Re: please help in new relationship with newly divorced man
While I think it's noble to want to hang in there and try to love him through this difficult period in his life, I don't really believe it works that way. Waht will probably happen is he will continue to make you sad and miserable with his hot and cold routine, being dishonest and evasive, then when he's finally ready to get it together and is tired of being a jerk and is really ready for a good, mutually respectful relationship, he will promptly dump you and take up with a strong, self assured, confident, assertive woman who would never have put up with who he was when he was with you.

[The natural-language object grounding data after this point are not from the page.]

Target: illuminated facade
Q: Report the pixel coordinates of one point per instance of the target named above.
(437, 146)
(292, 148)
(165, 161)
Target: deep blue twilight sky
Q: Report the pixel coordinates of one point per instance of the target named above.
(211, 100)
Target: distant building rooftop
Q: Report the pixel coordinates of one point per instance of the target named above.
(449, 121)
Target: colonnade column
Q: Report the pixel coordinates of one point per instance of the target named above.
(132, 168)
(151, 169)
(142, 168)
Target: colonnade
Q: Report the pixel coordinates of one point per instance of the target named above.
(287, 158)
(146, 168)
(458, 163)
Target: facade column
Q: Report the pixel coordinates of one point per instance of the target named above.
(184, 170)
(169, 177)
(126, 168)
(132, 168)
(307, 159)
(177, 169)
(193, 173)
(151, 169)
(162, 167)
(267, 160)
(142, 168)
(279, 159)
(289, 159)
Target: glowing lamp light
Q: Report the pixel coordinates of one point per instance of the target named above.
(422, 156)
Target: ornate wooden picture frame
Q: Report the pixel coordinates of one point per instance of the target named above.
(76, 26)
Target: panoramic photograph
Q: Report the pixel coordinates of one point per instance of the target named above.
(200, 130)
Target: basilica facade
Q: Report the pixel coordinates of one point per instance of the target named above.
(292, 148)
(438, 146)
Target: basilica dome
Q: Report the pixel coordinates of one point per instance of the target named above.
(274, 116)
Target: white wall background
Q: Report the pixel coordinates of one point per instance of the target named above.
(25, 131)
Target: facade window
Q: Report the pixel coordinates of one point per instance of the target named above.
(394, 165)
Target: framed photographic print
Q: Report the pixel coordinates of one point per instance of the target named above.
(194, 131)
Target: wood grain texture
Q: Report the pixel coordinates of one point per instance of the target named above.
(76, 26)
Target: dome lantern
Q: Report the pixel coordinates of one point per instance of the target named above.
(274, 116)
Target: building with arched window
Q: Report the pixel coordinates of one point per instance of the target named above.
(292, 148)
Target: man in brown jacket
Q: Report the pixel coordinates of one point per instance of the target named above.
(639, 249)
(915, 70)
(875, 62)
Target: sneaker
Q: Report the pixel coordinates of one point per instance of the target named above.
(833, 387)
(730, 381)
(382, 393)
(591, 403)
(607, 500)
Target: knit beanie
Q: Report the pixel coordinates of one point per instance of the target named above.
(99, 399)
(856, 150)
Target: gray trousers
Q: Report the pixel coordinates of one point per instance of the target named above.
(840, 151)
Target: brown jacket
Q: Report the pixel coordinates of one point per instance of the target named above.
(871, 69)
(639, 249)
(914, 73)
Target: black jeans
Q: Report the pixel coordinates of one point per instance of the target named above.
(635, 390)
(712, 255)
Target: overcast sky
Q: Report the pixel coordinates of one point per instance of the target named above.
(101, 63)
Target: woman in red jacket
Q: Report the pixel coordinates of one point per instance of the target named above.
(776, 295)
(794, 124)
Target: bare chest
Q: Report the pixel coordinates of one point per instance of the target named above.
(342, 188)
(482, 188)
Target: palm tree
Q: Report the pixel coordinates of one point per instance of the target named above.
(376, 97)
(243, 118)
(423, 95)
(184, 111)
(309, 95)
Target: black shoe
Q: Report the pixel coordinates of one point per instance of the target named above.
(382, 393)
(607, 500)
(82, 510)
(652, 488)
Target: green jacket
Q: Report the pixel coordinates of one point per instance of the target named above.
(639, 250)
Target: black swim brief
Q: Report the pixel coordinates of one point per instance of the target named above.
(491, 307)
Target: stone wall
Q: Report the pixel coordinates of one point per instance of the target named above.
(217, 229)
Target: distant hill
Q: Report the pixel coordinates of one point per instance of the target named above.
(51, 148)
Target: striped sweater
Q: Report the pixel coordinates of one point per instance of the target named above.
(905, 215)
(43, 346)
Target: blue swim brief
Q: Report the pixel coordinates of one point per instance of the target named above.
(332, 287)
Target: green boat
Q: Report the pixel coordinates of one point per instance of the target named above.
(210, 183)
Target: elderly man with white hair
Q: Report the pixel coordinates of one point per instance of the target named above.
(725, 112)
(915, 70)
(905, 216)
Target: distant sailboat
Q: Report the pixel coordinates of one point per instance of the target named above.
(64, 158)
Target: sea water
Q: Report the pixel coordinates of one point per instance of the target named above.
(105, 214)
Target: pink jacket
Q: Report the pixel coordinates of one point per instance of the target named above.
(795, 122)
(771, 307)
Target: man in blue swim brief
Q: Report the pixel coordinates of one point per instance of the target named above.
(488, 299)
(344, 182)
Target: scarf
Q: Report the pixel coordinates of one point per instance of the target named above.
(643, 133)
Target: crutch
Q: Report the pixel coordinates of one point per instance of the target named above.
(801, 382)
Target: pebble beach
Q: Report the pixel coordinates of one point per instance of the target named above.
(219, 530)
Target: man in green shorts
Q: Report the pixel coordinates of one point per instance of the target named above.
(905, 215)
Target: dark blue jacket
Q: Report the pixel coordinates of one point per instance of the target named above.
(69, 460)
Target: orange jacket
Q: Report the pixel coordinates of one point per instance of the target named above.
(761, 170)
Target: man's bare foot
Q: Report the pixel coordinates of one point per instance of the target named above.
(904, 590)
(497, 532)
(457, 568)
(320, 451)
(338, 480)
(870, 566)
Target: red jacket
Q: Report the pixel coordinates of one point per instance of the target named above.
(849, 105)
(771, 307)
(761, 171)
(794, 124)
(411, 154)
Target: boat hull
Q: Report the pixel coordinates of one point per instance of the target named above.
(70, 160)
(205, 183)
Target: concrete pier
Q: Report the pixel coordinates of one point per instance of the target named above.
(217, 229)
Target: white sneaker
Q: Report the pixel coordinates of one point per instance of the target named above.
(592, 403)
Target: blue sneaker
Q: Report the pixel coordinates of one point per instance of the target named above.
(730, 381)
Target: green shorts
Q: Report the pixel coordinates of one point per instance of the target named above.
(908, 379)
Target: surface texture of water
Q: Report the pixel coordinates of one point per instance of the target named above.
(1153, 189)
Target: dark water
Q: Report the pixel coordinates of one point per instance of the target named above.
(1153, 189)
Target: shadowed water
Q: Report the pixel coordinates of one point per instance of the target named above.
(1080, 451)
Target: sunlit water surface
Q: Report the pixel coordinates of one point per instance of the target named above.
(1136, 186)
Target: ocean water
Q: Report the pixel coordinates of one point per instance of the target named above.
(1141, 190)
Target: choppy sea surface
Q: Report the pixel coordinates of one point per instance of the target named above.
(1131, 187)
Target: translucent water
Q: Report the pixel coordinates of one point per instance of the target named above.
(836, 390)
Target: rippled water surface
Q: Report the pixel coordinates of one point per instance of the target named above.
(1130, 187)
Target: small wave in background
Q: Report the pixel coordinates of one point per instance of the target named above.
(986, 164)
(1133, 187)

Thsi is just my opinion, but I think life is way too short to try to love someone into loving you, or to try to heal them into being able to have a relationship. Look at it this way, if you had all kindsof baggage and hang ups and insecurities from a divorce, and you were still tied to an ex that you still had contact with, that you couldn't stop talking about or harboring feelings for, even ill feelings, and you disappeared for days at a time with no hint of your whereabouts, would you expect a man to hang around hoping you'll snap out of it? Would you want the kind of man who would? Yeah, me neither. You wouldn' expect that from a guy, you wouldn't want that guy, so don't be that girl. If it were me, no matter how much I loved him, I love myself first. I'd tell him when he's truly put his ex behind him, when he's done being at her beck and call with the bucks, when he's done seeing her to tell her he can't see her, (sh-hyeah!!) when he's done being confused and taking off for three days with not a word, when he's done spewing venom at her and has truly put it behind him, when he's ready to be in a relationship for real, then he can call me. I just might answer, if I'm home.